Bezeichnend ist auch, dass jetzt in § 2 eingeführt werden soll, dass bestimmte Grundsätze aus dem WHG übernommen werden, die aber überwiegend die Nutzung der Gewässer betreffen. Wir vertreten die Forderung, dass man auch den Grundsatz wieder aufnimmt, Gewässer so zu bewirtschaften, dass sie einerseits dem Nutzen dienen, dass andererseits aber auch vermeidbare Beeinträchtigungen ihrer ökologischen Funktionen und Rückwirkungen auf die damit verbundenen Landökosysteme und Feuchtgebiete vermieden werden. Das ist ein Grundsatz, der gerade unter Klimaschutzgesichtspunkten in das Landeswassergesetz hineingehört und dabei oberste Maxime sein sollte.

Prof. Dr.-Ing. Johannes Pinnekamp (Institut für Siedlungswasserwirtschaft der RWTH Aachen): Gestatten Sie mir einen Kommentar zum Thema Stand der Technik ­ neue Schadstoffe. Der Stand der Technik ist nicht statisch, sondern dynamisch. Die Technik entwickelt sich. Mit dem Aufkommen und der Diskussion neuer Schadstoffe entwickeln sich auch neue Technologien. Wenn diese neuen Technologien einige Male ­ nicht an vielen Stellen, sondern an einigen Stellen ­ großtechnisch mit Erfolg eingesetzt worden sind, sind sie Stand der Technik. Dann können sie auch an anderer Stelle gefordert werden.

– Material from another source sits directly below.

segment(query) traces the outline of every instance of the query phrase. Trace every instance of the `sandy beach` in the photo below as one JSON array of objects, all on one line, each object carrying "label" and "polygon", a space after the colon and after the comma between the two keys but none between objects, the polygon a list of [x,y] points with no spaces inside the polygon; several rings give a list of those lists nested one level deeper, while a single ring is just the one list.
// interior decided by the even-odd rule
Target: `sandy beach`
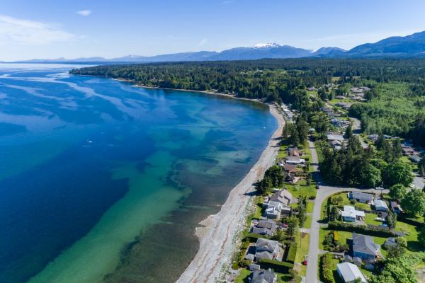
[{"label": "sandy beach", "polygon": [[232,190],[220,212],[200,223],[202,226],[196,229],[199,250],[177,282],[214,282],[220,275],[223,265],[230,264],[234,249],[234,236],[244,221],[246,206],[252,197],[246,193],[254,190],[252,184],[273,164],[279,150],[278,138],[285,120],[275,105],[270,105],[269,109],[278,121],[278,129],[255,165]]}]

Insofern denke ich, dass die Streichung des Satzes 2 in § 48 Abs. 2, nach dem die oberste Wasserbehörde den Stand der Technik festlegen konnte, logisch und richtig ist. Es gibt weiterhin genügend Möglichkeiten, Forderungen auch über die allgemein anerkannten Regeln der Technik hinaus zu stellen.

Dr. Ulrich Oehmichen (Arbeitsgemeinschaft der Wasserwirtschaftsverbände in Nordrhein-Westfalen): Ich werde mich kurz zur Frage nach dem Klimawandel und den Auswirkungen auf das Landeswassergesetz äußern. Mein Kollege Herr Haneklaus wird sich dann mit der Frage der organischen Spurenstoffe in den Gewässern befassen.

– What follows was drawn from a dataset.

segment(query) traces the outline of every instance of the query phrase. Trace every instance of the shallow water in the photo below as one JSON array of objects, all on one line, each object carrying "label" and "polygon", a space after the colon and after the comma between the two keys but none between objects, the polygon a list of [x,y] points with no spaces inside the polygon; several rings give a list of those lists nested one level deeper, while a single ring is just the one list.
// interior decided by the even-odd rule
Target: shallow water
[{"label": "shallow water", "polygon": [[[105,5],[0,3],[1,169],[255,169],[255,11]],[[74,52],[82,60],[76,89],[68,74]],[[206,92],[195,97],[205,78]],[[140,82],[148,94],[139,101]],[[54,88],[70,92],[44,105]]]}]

Der Klimawandel ist eine Sache, die wir natürlich aufmerksam beobachten. Wir müssen feststellen, dass es gewisse Trends gibt, die sich möglicherweise schon abzeichnen: Starkregenereignisse; eventuell die Zunahme von Hochwasserereignissen; bis hin zu einer Verschiebung der Niederschlagsmaxima in das Winterhalbjahr, was wiederum Auswirkungen beispielsweise auf die Grundwasserneubildung hat. Für entscheidend halte ich allerdings Folgendes: Ein Landeswassergesetz soll die strukturellen Voraussetzungen dafür schaffen, mit diesen Fragen umzugehen, aber nicht die Sachfragen im Einzelnen beantworten, weil sie zum Teil regional und lokal beantwortet werden müssen.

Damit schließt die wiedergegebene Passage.